In conclusion, let’s admit that with Blockchain, the opportunity to re-engineer the economic power grid is enormous. We have to consider the fact that this new technology could rewrite some of the rules of capitalism, which naturally favors concentrations of wealth.

View Comments (2)

2 Comments

  1. Erunduk

    May 28, 2017 at 4:10 pm

    About Bitcoin and Blockchain: In 2011 I bought $1,000 worth of Bitcoin at an average price of $1.

    Today, those Bitcoins are worth about $2,200,000. That’s a lot of money and a tremendous return on my original investment. It’s by far the best return of any investment I’ve ever made. When I made that first investment, I barely told anyone. I wasn’t keeping a secret or anything, it’s just that at the time Bitcoin was virtually unknown. And if you tried to explain what the cryptocurrency was, you’d just get weird looks. I was very excited about Bitcoin back in 2012. I knew it would have a bright future.

    Then, in 2013 I started to trade Bitcoin on a cryptocurrency brokerage based out of a foreign country. I did very well. I almost doubled my position.

    Yes, I would have had. Remember how I told you that I was trading Bitcoin on a foreign brokerage? Well the US government didn’t like that. Something about me being a US citizen trading cryptocurrencies on a foreign trading platform sounded weird to them. The brokerage received a ‘notice’ to cease doing business with US citizens. With that threat, the brokerage froze my account which preventing me from making any trades. Then, the brokerage went under. Gone!

    I was devastated. Keep in mind, this happened when the price of Bitcoin was still under $100. So, I lost a serious amount of money, but it wasn’t anywhere near what it would have been today. At the time, I just chalked it up as a loss. In reality, I only lost my original $1,000. Little did I know that the price of Bitcoin would soar to over $2,800 and my potential holdings would have been worth over half a million dollars today.

    So here is what I learned:

    1) Bitcoin is exciting. However, the Blockchain is even more interesting.

    2) Never put all of your assets into one account. That applies to regular fiat currencies, cryptocurrencies, and any other type of asset you hold. You must diversify where you hold your wealth.

    3) Never underestimate your vulnerability to an outside force. This doesn’t mean you should live in fear, but just be aware that you’re never 100% safe.

    4) Bitcoin is an excellent answer to fiat currencies that are highly controlled and manipulated. But gold, land, art, and collectibles are also great options. Bitcoin is NOT the ultimate solution.

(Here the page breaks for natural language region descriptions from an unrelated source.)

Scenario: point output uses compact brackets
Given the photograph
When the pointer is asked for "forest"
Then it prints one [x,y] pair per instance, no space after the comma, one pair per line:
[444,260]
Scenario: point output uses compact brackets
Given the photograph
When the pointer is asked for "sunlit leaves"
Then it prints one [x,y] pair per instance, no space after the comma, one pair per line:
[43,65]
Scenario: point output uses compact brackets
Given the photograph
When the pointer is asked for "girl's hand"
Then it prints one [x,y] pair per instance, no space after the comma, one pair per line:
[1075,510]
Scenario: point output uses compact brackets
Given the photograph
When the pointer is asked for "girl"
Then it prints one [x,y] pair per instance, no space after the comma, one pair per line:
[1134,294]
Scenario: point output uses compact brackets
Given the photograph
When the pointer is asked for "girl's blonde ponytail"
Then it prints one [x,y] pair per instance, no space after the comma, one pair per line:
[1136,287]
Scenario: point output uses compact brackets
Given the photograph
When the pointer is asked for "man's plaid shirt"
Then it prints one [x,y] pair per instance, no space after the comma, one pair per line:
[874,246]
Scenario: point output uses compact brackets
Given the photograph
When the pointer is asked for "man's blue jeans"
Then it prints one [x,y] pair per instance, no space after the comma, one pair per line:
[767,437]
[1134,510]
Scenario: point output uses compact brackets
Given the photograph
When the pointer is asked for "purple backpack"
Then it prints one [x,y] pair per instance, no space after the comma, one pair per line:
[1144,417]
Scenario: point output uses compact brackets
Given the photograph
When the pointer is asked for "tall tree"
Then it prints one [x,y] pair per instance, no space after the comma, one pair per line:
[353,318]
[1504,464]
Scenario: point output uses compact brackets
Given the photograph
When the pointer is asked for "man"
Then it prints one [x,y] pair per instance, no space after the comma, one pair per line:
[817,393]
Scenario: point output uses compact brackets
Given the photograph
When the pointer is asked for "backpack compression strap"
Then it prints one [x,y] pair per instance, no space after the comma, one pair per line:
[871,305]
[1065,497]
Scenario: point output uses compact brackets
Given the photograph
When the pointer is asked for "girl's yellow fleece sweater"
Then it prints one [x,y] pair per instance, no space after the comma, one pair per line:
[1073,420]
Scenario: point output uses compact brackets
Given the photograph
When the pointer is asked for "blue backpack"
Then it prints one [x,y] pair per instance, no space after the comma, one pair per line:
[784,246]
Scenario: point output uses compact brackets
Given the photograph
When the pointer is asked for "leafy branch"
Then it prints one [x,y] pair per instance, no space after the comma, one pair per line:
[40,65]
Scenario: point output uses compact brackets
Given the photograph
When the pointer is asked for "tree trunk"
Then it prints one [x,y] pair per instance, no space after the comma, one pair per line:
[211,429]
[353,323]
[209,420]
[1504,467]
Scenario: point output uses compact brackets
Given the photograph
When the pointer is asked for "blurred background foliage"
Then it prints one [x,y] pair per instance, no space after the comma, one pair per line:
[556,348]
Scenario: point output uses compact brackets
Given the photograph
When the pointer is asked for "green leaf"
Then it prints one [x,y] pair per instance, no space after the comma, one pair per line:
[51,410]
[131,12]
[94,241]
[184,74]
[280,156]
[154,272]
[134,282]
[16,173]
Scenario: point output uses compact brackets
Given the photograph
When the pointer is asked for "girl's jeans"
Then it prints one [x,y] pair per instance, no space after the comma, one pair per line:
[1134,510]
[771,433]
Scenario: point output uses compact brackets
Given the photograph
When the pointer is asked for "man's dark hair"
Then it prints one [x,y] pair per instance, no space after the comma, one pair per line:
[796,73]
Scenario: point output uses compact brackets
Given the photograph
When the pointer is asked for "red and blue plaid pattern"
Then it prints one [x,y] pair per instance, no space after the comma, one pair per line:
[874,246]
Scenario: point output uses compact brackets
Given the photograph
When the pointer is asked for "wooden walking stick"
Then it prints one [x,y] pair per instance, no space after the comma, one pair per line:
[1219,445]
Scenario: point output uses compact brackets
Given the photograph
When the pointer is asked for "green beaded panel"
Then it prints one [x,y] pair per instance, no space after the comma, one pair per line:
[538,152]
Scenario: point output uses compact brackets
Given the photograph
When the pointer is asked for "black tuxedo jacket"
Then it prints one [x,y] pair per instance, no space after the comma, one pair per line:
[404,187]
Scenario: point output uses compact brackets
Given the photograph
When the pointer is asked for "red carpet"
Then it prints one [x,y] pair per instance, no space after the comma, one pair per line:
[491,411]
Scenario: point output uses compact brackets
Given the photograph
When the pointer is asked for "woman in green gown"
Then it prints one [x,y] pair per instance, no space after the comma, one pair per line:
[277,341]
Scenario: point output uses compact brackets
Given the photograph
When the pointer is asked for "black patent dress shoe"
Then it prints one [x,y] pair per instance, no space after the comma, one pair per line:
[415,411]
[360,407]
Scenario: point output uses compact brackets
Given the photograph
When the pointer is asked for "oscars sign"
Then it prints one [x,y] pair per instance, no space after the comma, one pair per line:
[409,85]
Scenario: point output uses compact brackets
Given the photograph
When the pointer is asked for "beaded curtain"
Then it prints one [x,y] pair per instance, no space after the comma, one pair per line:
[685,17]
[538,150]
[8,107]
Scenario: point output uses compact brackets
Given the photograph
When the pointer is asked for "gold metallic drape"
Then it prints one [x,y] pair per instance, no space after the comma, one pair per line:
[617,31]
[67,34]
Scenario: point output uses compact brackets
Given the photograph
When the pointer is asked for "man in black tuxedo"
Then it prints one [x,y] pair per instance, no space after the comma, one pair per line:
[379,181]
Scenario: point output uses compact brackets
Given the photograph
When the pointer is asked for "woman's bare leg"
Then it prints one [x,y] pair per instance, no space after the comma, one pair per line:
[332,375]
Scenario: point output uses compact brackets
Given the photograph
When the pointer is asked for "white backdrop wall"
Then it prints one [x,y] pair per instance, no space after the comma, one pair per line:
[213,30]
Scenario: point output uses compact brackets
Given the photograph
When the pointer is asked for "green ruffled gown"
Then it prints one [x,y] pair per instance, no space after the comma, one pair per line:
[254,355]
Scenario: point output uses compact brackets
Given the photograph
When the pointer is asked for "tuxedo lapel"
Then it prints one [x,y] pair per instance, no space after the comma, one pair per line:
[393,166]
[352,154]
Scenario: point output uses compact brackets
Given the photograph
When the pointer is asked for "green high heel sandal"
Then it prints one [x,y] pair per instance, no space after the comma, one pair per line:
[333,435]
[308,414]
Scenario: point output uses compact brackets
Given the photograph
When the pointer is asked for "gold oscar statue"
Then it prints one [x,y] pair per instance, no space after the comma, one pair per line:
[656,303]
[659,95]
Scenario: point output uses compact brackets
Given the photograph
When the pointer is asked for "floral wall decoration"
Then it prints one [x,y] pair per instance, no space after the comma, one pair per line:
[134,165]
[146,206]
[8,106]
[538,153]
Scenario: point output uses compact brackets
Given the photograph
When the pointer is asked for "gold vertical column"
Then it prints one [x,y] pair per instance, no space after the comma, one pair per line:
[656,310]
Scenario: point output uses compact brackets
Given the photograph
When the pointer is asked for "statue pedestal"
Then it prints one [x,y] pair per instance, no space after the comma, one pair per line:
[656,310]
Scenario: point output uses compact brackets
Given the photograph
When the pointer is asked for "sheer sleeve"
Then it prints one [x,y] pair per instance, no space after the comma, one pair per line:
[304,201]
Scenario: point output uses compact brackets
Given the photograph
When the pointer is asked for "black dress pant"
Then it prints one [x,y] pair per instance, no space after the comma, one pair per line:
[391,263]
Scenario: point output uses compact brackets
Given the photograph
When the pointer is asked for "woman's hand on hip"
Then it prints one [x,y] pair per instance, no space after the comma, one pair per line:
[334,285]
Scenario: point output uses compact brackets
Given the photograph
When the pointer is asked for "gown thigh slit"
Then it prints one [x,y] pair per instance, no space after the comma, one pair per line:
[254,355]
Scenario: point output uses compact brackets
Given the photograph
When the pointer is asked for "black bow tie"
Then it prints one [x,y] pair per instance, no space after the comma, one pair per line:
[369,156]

    5) The Blockchain (which Bitcoin is built upon) will have a huge impact in the future. Many companies are developing technologies which utilize the Blockchain, so it’s important to learn about how it works now.

    I admit that I made a lot of mistakes. However, hindsight is 20/20 and I would have never guessed what that original $1,000 investment could have turned into. Despite this painful learning experience, there is one thing that I can take away more than anything:

    Be open to new ideas and changes!

    When I first invested in Bitcoin, a large majority of people assumed Bitcoin was just a big scam. I’d attribute this assumption due to lack of understanding. Learning about Bitcoin and how the Blockchain works was very difficult in the beginning. But, if you take the time to look at the facts with an open mind, you’ll be amazed.

    That’s how I try to approach any new investment. (And how I try to approach any new idea in life.)

  2. Mel Costakis

    May 30, 2017 at 2:50 pm

    You didn’t mention Ethereum, another useful way to save and earn. Today, with transaction backlog increasing, if you leave Ethereum cryptocurrency in Coinbase, you will be able, to trade without waiting even for the first confirmation. But there is more to it, as this is only the good part. The bad part exists and it is that if Coinbase is hacked, then you’ll find it difficult to get your coins back. If you move coins to your wallet, they will be safe, but in this case you’ll need increased and rather high transaction fees, to move your cryptocurrency assets (that’s to say) to Coinbase to trade.

    You can find out, what is suited better for you.